Describing Julie as “into partying,” Ortiz said she’d rather spend time with positive people in the Sobrato community, which she personally has found to be helpful in her journey to provide a safe living situation for her children.
“It’s sad this happened before managers could stop it. They usually catch on to stuff pretty fast,” Ortiz said, referring to the policies the complex managers enforce against drugs, curfew violations and any other activities that “disturb the peace.”
Ortiz said that there was “always a lot of traffic” coming in and out of the searched apartment.
“It’s just scary they haven’t caught whoever did this,” she said. “My neighbor doesn’t want to come outside because she’s scared. I’m not going to have my kids cooped up all day because of this, but still, it would be nice to know who did this so we can all just go back to our lives.”
Sobrato Transitional Apartments is run by South County Housing, a nonprofit, publicly funded organization that seeks to provide affordable housing to people in need. Sobrato, in particular, is a temporary housing complex for people who are homeless or at the risk of becoming homeless, as defined by the state of California.

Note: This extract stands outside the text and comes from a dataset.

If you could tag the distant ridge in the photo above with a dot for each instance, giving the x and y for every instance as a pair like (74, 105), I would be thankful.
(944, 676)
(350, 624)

Residents must qualify to become tenants at Sobrato, requiring references from a social worker who can attest to the person’s desire to turn their lives around and financially get back on their feet, said Dennis Lalor, South County Housing president.
“This is more than regrettable, this is tragic,” Lalor said, referring to Sunday night’s shooting. “But I sure hope this doesn’t take away from the fact that Sobrato Apartments provides a very important service to the community.”
Lalor would not say if the property manager at Sobrato had issued any warnings to the resident whose apartment was searched Monday morning.
There are two programs at Sobrato, one for a more rigorous recovery program, which allows residents to stay for two years, maximum, and a lighter program regime, where residents can stay for up to three years.
“It’s unfortunate to have something like this happen,” Lalor said. “It is true that it is very possible, that some of our tenants may have associations with people from their past life. Not everyone is committed to turning their lives around.”
Tenants at Sobrato are held responsible for the actions of their guests, Lalor said.
“But we don’t know what happened last night. Our tenant could have had nothing to do with this. The victim could have been an absolute stranger. That’s why it’s a little bit fruitless, or even wrong, for us to speculate,” Lalor said.
On Monday afternoon, residents seemed concerned about how the shooting may affect the taxpayer funded transitional housing program’s reputation in the community.
“I feel bad that happened but the people who live here, we are not all like that,” said Patricia Chacon, 44-year-old Sobrato resident. “I have a job and a daughter and I work really hard. This was an isolated incident,” she said.